I had always assumed I had far more than two years spread before me. HR had stressed that sponsorship was a simple, rudimentary procedure. As it turned out… not so much.
At one point, I wrote to a lawyer in desperation, “There just isn’t any alternative option available to me, is there?” and she replied with, “Haha- yes there is! Get married!” But of course.
Dear visa man, you can take the girl out of London, but you cannot (ever) take London out of the girl.
I’ll miss the exceptionally happy conductor at Bank station. I regret not stopping to say just how much I appreciated him. I’ll miss dewy morning wanders through Hampstead Heath. Acoustic nights up the crooked staircase of the Stoke Newington flat. The Mecca that is Borough Market: piles of rainbow chard, cheese wheels the size of tables, wooden crates heaving with apples still attached to orchard twigs, pigeons hanging from rafters, and paella in pans you could bathe in.

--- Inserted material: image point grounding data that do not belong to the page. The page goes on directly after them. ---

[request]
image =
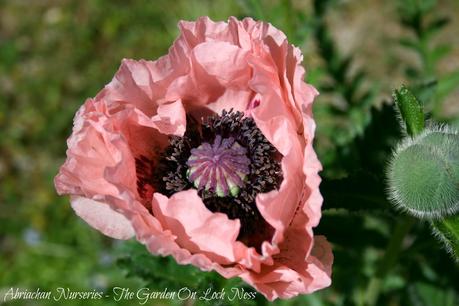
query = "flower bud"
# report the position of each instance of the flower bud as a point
(423, 174)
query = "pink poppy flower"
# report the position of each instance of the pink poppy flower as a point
(206, 155)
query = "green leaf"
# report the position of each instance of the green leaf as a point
(447, 84)
(424, 294)
(410, 109)
(447, 231)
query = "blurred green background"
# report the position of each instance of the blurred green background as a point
(54, 54)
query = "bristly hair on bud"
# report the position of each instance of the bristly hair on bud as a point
(446, 231)
(423, 173)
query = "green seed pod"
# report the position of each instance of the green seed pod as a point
(423, 174)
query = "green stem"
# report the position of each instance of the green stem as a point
(390, 258)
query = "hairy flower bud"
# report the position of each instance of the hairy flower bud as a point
(423, 174)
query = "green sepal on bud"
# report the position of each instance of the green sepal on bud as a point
(410, 110)
(423, 174)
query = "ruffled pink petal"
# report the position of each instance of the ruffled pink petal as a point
(291, 275)
(170, 119)
(197, 229)
(103, 218)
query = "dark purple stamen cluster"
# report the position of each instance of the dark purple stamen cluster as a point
(229, 161)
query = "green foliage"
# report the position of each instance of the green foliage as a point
(417, 17)
(447, 231)
(410, 110)
(55, 54)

I’ll miss gliding along the DLR and gazing up to lofty Canary Wharf skyscrapers blanked in pre-dawn fog, while trying to understand the subtleties of my lover’s jazz in my ears. I’ll miss the endless stretches of time for wandering alone, the feeling and unfeeling; the comfort of anonymity. I’ll miss watching Wimbledon finals in a pub older than my country. Jugs of Pimms and lazy, sun-soaked siestas at London Fields. The cartoon-like black cabs; the squirrels and foxes. Soho streets on sticky summer nights. The abundance of blooms at Columbia Road Flower Market, my happy place. I’ll miss nights out in underground speak-easys, the Friday night rush to Heathrow for weekend adventures. Plump Waitrose raspberries. And Pret a Manger – need I say more.
On landing in Adelaide, the first thing I noticed was how sweet the air is. The sheer spaciousness of sky. I gasped at the stars; I had forgotten about those. Life here is simpler.

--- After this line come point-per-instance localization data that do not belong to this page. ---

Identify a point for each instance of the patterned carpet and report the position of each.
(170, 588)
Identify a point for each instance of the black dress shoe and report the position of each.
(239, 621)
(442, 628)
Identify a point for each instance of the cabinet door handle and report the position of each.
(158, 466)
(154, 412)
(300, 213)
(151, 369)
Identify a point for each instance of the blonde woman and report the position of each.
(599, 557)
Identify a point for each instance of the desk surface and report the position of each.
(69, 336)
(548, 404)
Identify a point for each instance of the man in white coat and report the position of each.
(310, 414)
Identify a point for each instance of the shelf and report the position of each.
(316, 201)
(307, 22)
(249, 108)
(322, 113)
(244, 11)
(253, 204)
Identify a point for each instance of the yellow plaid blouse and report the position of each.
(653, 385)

Now, some weeks on, I sit tapping on keys into the wee hours, hangin’ out with the moon and my mug of English tea propped beside, a still occasionally stubborn British lilt, and quid hiding in the crannies of my purse.
London very much feels the world away that it is; yet achingly close. My heart is tangled up in so much over there, and I don’t mind. I can close my eyes to be right back inside treasured moments. I’m so far from where I belong, yet right at home. Or perhaps, so far from home, yet right where I belong. I can’t even be sure.

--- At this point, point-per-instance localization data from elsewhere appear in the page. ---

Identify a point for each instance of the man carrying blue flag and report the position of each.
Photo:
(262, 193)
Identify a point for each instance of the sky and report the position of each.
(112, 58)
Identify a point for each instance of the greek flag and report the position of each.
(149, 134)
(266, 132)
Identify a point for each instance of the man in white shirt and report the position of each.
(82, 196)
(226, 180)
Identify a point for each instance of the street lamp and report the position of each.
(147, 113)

Words crowd my heart, but never begin to summate the experience. Memories are made of the dust that suspends in the air and catches alight in the sun, glittering and elusive and unfathomable all at once.
I’ll continue to miss London every day. But for at least a while, it’s time to play on home soil, and stockpile some Aussie rays. Until the next adventure.
There’s a potent Portuguese word, with no direct translation in English, to describe it more precisely. Saudade: The state of nostalgic, profound longing for an absent something. The love that remains for something that you know will never exist again. It conjures both sadness for the missing, and happiness for having experienced the memory.
This is what it feels like.
London called, and I followed. And in those two years, London became my enabler.
Because when you step outside; like really outside of your everyday existence, and far away from everything you know, all of the collateral padding falls away.
All that is left is a trembling, poignant, courageous core of truth, and a crisp, blank page, ready for your adventure.
You discover how you want to write your story. Then, you scribe it, honour it, and live it, word by word.
And for me, it will always start with these two: heart first.